寅子の先輩・久保田と中山のモデル? 明大出身の久米愛

久米愛は、女性で初めて弁護士となった3人の1人であり、戦後も弁護士として第一線で活躍。女性の権利擁護のため指導的な役割を果たす生涯を送った。

明治44年、大阪に生まれる。津田英字塾で英語を学び昭和8年に卒業するが、この年、弁護士法が改正されて、女性にも弁護士への道が開かれると知ると、今度は明治大学専門部女子部へ入学する。ともに高等試験司法科に合格した中田正子は、久米のことをこう書き記している。

「(久米さんは)度の強い縁なし眼鏡の奥に理知的なひとみが輝いていました。きりりとした身のこなしや態度に、最初はちよっと近づき難い感じもしましたが、話してみるととても親しみ深くユーモアも十分、持ち合わせていられて、すぐ仲良しになることができました」(婦人法律家協会会報一六号)

経歴から気の強い女性というイメージを持たれることもあったが、久米を知る人はその多くが、優しくさっぱりとした彼女の親しみやすい人柄を語っている。ある研究者は彼女のことを「ソーダ水」と呼んでいたという。その言動に胸のすく爽快さがあったためだ。

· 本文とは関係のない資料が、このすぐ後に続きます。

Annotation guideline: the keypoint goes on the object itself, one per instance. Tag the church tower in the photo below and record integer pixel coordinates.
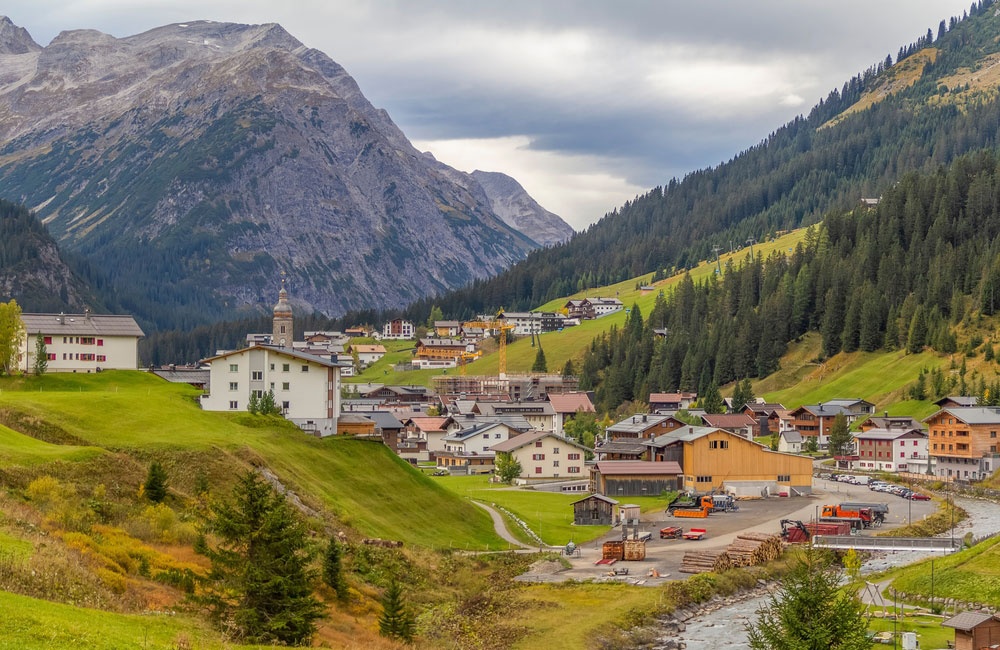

高等試験を受験する昭和13年1月、彼女は日立製作所に勤務する久米知孝と結婚する。知孝は北九州の工場に配属され、9月には軍隊へ召集された。

昭和16年、女性弁護士として初めて法廷に立つ

この年の11月、合格発表翌日の「東京日日新聞」には、3人の合格を伝える記事の見出しに「中に皇軍勇士の夫人も」とあった。これが久米のことである。修習を終えた久米は、丸の内にあった有馬忠三郎(戦後日弁連初代会長)の事務所で働くようになった。

画像=初の女性弁護士誕生を報じる『東京朝日新聞』、1938年11月2日付
画像=初の女性弁護士誕生を報じる東京朝日新聞、1938年11月2日付

「法律新報」という専門誌には、昭和16年9月に「我が裁判史上婦人弁護士最初の熱弁」という長文の法廷傍聴記事がある。登場する「婦人弁護士」は久米であった。担当したのは、29歳の女性が生後70日の実子を殺害した事件である。被告人は男から関係を求められ男児を出産するが、直後に別れ話を持ち出され、子どもと心中しようと犯行に及んだという。

主任は男性弁護士で、久米は補助役であった。それでも9月17日の2回目の法廷は久米が弁論を読み上げるとあって、傍聴希望者で法廷は満席だった。